Actually, the blond was the one who next asked a question. “What's your name, by the way? I saw you hanging out with one of the bartenders, so hopefully I can score a free drink if I make her think I'm your friend.”
Bucky let out a short laugh. “Yeah, no chance, not with Jess. She's treasurer for the youth group that's throwing this party, she won't be the one responsible for giving out free drinks and making them lose out on possible benefits.”
“Worth a try,” the stranger replied with a small smile, only lifting up one side of his mouth.
“Bucky. That's my name, if you still want to know. Or, well, my actual name's James, but most people call me Bucky.”
“And do you have a preference between the two?”
“Okay Bucky. I'm Clint.” He extended a hand to shake, and Bucky switched his cigarette to his left hand. He was wearing a glove over his prosthetic arm and hoped Clint's attention wouldn't get caught on it.
“Nice to meet you, Clint.”
“Likewise. Saw you dance with this guy a while before. You got some moves.”
Bucky shrugged again. “Yeah. I like dancing. Used to take lessons with one of my friends when we were in highschool.”
“Is he your boyfriend?”
“The guy you were dancing with.”
“Sam?” Bucky shook his head, smiling. “Nah. Just a friend. Actually a friend of a friend. Only really started to get close to him in like... the last two months or so?”

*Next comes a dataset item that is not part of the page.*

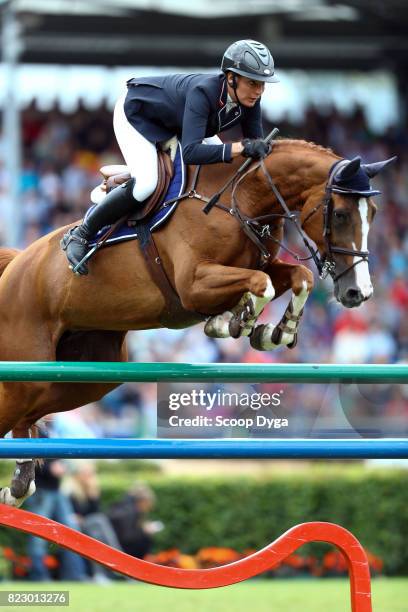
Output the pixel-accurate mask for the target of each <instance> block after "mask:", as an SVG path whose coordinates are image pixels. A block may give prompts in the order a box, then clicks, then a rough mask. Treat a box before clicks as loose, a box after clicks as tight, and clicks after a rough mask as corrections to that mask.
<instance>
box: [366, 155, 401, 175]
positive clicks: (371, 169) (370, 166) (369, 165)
mask: <svg viewBox="0 0 408 612" xmlns="http://www.w3.org/2000/svg"><path fill="white" fill-rule="evenodd" d="M396 159H397V156H396V155H394V157H390V159H385V160H384V161H382V162H375V163H374V164H363V165H362V166H361V167H362V168H363V170H364V171H365V173H366V174H367V176H368V178H373V176H376V174H378V173H379V172H381V171H382V170H384V168H385V167H386V166H388V164H391V163H392V162H394V161H395V160H396Z"/></svg>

“Oh, you looked pretty close,” Clint said teasingly, lying back against the wall.
“Yeah, no, I don't see him like that. And I'm pretty sure he's into Steve. Short, skinny, blond? Often looks like a lost puppy?”
“I think I see who you mean, yeah.”
Bucky dropped his cigarette and put it out, putting both hands in his jeans pocket.

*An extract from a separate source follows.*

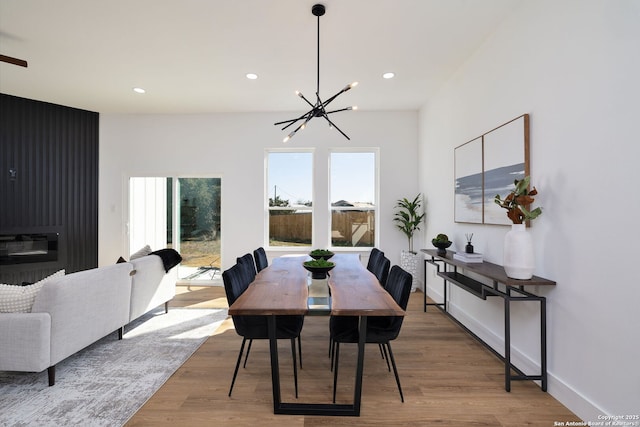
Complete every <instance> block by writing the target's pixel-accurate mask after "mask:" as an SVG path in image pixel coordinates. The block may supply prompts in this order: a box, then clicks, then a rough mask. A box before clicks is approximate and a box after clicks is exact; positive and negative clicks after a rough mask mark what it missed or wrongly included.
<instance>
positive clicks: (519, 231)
mask: <svg viewBox="0 0 640 427" xmlns="http://www.w3.org/2000/svg"><path fill="white" fill-rule="evenodd" d="M503 261H504V262H503V265H504V271H505V273H507V277H510V278H512V279H522V280H528V279H531V277H532V276H533V267H534V254H533V240H532V239H531V234H530V233H529V232H528V231H527V228H526V226H525V224H513V225H512V226H511V230H510V231H508V232H507V234H506V235H505V236H504V258H503Z"/></svg>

“Speaking of Steve, I should probably head back. He's a bit of a mother hen sometimes, I'd better not let him start worrying or he'll freak out and give me a stern look.”
“Is that such a terrifying prospect?”
“Oh yeah. Trust me, you haven't seen Steve's stern looks.”

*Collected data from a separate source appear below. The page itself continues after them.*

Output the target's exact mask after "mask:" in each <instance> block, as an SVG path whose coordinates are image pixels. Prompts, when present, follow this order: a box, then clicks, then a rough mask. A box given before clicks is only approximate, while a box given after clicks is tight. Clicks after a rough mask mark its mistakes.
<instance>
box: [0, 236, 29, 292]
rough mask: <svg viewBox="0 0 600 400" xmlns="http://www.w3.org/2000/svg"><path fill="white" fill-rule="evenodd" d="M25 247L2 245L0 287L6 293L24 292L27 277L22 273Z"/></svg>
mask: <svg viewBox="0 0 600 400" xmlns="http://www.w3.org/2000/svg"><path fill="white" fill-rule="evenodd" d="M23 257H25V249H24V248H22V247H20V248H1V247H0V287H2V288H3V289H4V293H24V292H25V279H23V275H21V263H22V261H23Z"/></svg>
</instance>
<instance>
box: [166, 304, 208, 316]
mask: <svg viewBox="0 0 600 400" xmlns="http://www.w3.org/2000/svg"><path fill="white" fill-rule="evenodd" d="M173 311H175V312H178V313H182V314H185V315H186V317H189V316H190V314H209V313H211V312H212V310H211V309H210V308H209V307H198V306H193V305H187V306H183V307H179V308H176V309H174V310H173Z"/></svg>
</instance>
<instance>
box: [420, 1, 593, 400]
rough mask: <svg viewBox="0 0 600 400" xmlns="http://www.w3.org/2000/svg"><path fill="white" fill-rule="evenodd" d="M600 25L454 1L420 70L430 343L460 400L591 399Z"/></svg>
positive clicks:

Bucky took a step backwards, signaling that he was about to get out of the conversation, but actually uncertain of whether he wanted to leave.
He wanted to ask for Clint's number, maybe. The blond was pretty attractive, in a kind of toned-down way, and he had a sort of laid-back charm about him. But mostly Bucky was just... intrigued. He wasn't sure whether it was in a nice way or not, and that was why he hesitated to act on it. It was his first night out after his last relapse, and Bucky was conscious of the fact that he might just have taken an unhealthy fancy to the guy because he had starved himself of any human contact for weeks.
“Do you come here regularly?” Clint asked as he was taking a second step back. “I mean, I don't think I've seen you around, but maybe I just hadn't noticed you.” He sounded doubtful of the idea in a way that brought warmth to Bucky's cheeks.
“Not... exactly. I don't... I don't go out much, actually. Today was kind of a favor to my friends.”
“I guess you'd really better get back in, then.”
“Yeah, but, uh...” Bucky took a breath. “Could I give you my number? I don't... if that's... I mean I'm not looking for...” He shook his head.
Clint shrugged. “'I'm not looking for' either. But if you want to grab a coffee or something someday, I probably wouldn't say no. Especially if you pay for it. I'm kind of broke, to be honest.”
Bucky laughed. “Sure. Want me to dictate?”
Clint pulled out his phone, unlocked it, and handed it to him. “Just type it in.”
Bucky did that, then handed the phone back. Clint fiddled with it for a few seconds, then Bucky felt his own phone vibrate in his jeans pocket. And pulled it out to a new text that just said “hi :)”. He saved the number and gave Clint a smile and a wave as he turned back to the bar.
“Ok. See you around then?”
“Sure. Maybe you can teach me some of those dance moves someday.”
He stepped inside, the saturated atmosphere immediately weighing on him. Natasha and Jess were slow-dancing. They smiled at him as he crossed the dancefloor, settling back next to Steve and fiddling with the wrist joint of his prosthesis.